Prospective employers increasingly use artificial intelligence programs to sort resumes, track web activity, and evaluate questionnaire responses. And now, robot avatars interview job candidates and evaluate their body language, tone of voice, and facial expressions.

Businesses are assigning customer scores based on where they live, financial data and banking behavior, web surfing interests and the like. In turn, those determine, for example, whose calls are answered immediately or put on hold for 10 minutes by credit-card companies and customer-service representatives and who gets an airline seat upgrade.

AI programs that can write their own algorithms and access the emails of their masters and targets could easily start imposing value systems of their own design — perhaps those of the left-leaning Silicone Valley or the greed-driven preferences of drug manufacturers who buy up patents and quadruple prices. They could impose those through all kinds of computer-screening tasks for job applications, college admissions, and even the selection of junior criminal-justice lawyers and court clerks.

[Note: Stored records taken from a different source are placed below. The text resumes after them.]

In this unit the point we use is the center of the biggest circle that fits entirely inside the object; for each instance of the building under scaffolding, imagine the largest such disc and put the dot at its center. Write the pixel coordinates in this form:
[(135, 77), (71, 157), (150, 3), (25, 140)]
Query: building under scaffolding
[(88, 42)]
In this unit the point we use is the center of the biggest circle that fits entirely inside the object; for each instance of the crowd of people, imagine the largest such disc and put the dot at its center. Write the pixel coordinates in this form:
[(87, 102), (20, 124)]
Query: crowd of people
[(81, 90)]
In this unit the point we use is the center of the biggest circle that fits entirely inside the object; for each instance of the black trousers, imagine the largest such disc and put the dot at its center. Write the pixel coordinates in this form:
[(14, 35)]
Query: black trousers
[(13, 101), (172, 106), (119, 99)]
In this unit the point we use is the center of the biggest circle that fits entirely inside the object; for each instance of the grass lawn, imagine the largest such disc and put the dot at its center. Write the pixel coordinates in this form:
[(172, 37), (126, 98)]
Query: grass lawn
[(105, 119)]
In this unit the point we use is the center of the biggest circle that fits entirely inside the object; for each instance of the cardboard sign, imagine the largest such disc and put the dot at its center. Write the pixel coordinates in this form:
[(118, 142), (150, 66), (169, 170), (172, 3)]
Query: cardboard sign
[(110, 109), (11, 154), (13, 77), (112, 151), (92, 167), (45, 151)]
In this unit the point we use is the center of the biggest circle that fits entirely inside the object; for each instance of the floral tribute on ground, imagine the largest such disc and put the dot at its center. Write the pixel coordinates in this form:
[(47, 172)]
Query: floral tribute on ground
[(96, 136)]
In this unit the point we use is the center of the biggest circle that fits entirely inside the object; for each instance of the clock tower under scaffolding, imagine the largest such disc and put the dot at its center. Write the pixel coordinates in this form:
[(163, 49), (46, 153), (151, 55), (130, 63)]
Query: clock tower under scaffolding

How would you like a computer program grading your life to determine if your child and family would be a good fit for a sought-after kindergarten spot or co-op apartment in Manhattan?

Humans have an infinite capacity to adjust behavior to cope but in such processes all this could condemn us to lives of responding to the carrots and sticks of a tyrannical norm. Ever conscious that our typed words and actions could condemn us, these technologies could make Aldous Huxley’s “Brave New World” the post-deity world’s new “Book of Revelations.”